Conforme a la norma internacional, perseguir a los responsables de los crímenes por los cargos de ejecución extrajudicial y desaparición forzada. Respetar y reconocer a los familiares como sujeto legítimo, autónomo y pleno de derechos y capacidades de decisión, acción e interlocución. Abstenerse de denostar y criminalizar a defensores, abogados, peritos y mediadores que acompañan a los familiares y normalistas.
Me permito reiterar aquí las demandas de ese documento.

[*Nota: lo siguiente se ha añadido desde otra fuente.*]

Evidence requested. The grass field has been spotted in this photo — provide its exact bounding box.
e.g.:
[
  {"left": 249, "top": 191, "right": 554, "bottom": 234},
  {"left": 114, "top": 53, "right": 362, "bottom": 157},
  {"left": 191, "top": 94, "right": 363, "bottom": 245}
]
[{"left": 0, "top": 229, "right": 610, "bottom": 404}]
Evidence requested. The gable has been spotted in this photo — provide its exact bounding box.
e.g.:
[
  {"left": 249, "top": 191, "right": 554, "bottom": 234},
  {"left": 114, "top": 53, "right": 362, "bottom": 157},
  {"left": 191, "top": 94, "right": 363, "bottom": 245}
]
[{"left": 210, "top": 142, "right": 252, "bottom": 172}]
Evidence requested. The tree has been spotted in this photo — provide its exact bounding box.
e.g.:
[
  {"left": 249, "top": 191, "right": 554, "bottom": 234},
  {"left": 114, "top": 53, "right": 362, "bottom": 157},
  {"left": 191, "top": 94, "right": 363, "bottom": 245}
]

El discurso presidencial, así como las preocupaciones de muchos de sus adversarios, provienen del mundo de la política y los políticos. Ayotzinapa, condensación atroz de la vorágine de desapariciones forzadas, ejecuciones extrajudiciales y crímenes de lesa humanidad que vive esta nación mexicana, pertenece al universo primordial de la tragedia.

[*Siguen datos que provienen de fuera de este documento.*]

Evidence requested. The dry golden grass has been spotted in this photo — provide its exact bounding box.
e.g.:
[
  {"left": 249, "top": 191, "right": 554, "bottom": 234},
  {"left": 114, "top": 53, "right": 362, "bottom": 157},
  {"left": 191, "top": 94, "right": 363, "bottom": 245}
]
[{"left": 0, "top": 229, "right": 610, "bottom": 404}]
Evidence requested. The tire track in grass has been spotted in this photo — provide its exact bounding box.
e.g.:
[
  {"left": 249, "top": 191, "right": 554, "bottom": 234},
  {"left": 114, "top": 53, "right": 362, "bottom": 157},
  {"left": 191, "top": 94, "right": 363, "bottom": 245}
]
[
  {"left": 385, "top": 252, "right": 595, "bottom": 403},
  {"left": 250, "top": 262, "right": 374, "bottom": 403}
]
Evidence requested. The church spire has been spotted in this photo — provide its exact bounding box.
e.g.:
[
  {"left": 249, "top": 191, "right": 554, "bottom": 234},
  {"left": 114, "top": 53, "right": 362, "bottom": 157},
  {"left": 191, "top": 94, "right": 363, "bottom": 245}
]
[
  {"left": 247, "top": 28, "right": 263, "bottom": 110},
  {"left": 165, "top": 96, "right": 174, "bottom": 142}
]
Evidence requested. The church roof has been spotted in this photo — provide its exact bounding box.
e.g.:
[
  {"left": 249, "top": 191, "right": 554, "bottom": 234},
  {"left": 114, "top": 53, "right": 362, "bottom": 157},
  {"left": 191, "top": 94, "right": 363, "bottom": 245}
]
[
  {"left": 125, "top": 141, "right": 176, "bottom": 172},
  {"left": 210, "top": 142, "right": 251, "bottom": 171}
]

Mientras no demos respuesta a las voces de la tragedia: Vivos se los llevaron, vivos los queremos, no será legítimo intentar disolverlas en los afanes de los políticos. Como en su tiempo escribió Pablo Neruda en El fantasma del buque de carga la desventura, inmóvil y presente como una gran desgracia, permanecerá entre nosotros y reaparecerá vez tras vez en nuestra vida cotidiana.